La caída de Albert Rivera y Cs

En los últimos días días hemos pasado de la exhumación de los restos de Franco a la inhumación política de Albert Rivera y de su partido Cs. A los que las más recientes encuestas electorales  sitúan por debajo de los 20 escaños, 37 menos de los 57 que Cs obtuvo en los comicios del 28 de abril  hace apenas seis meses. Lo que constituye un hundimiento en toda regla que recuerda al de UCD (o al de sus predecesores de UPyD) en las elecciones de 1982.

Y lo que está provocando la caza despiadada de los votantes del centro político -que Rivera abandonó para convertirse en liberal conservador- por parte del PSOE y del PP especialmente en las provincias de la España interior. 

Frente a estas invectivas de PSOE y PP en Cs han decidido personalizar en Rivera la campaña electoral en vez de haber apostado por Inés Arrimadas (a la que Rivera abrasó al traerla a Madrid)  y el discurso del centro político que habían abandonado por el empeño de Rivera de disputar al PP el liderazgo de la derecha. En lugar de buscar un gobierno de coalición con el PSOE como lo proponían varios de sus dirigentes y que habrían convertido a Rivera en Vicepresidente. 

Ahora el pretendido renacer de Rivera parece tardío e imposible de impulsar cuando solo quedan dos semanas de campaña electoral y cuando en la opinión pública ha calado la idea de que votar a Cs no sirve para nada. Y menos para garantizar la estabilidad y gobernabilidad del país cuando, por los graves errores políticos de Rivera (y de Pablo Iglesias en Podemos, apoyando el golpismo catalán), regresa con fuerza el bipartidismo del PSOE y del PP. 

Y cuando la aparición con fuerza inusitada de la derecha extrema de Vox (a los que las encuestas les otorgan más de 35 escaños) que ayer llenó la Plaza de Colón de Madrid centra políticamente a un PP que Pablo Casado, escondiendo a Cayetana y otros halcones, intenta liderar con un discurso más moderado y centrado, del que abanderó en las elecciones del 28-A. 

Pero Rivera, que desapareció de España todo el mes de agosto y sigue tocando el violon en la cubierta de su Titanic particular, sigue sin jugar a fondo la carta de Arrinadas y del centro y cree que puede salvar a bastantes diputados de su esperado naufragio lo que no resulta fácil de creer o de imaginar. 

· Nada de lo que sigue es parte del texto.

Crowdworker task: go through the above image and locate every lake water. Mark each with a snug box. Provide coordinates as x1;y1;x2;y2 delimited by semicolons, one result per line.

Sobre todo con sus habituales ocurrencias y el mono tema de la aplicación en Cataluña del artículo 155 de la Constitución. Lo que sabe que es imposible en la campaña electoral cuando lo que debería hacer es una propuesta imaginativa y viable para la constitución de un gobierno estable a partir del 11 de noviembre (por ejemplo presidido por un independiente de prestigio y con apoyo de los partidos constitucionales) en vez de pregonar su deseo de apoyar un gobierno del PP, porque para eso sus votantes se decidirán directamente por Casado. 

Rivera llega tarde incluso a su prematuro entierro político y tendrá que dimitir en la noche del 10-N tarde y mal. En lugar de haberse apartado a un lado de la campaña electoral ofreciendo a Inés Arrimadas la primogenitura del cartel electoral de Cs como le propusimos e estas páginas para salvar el centro político que ahora está a punto de naufragar.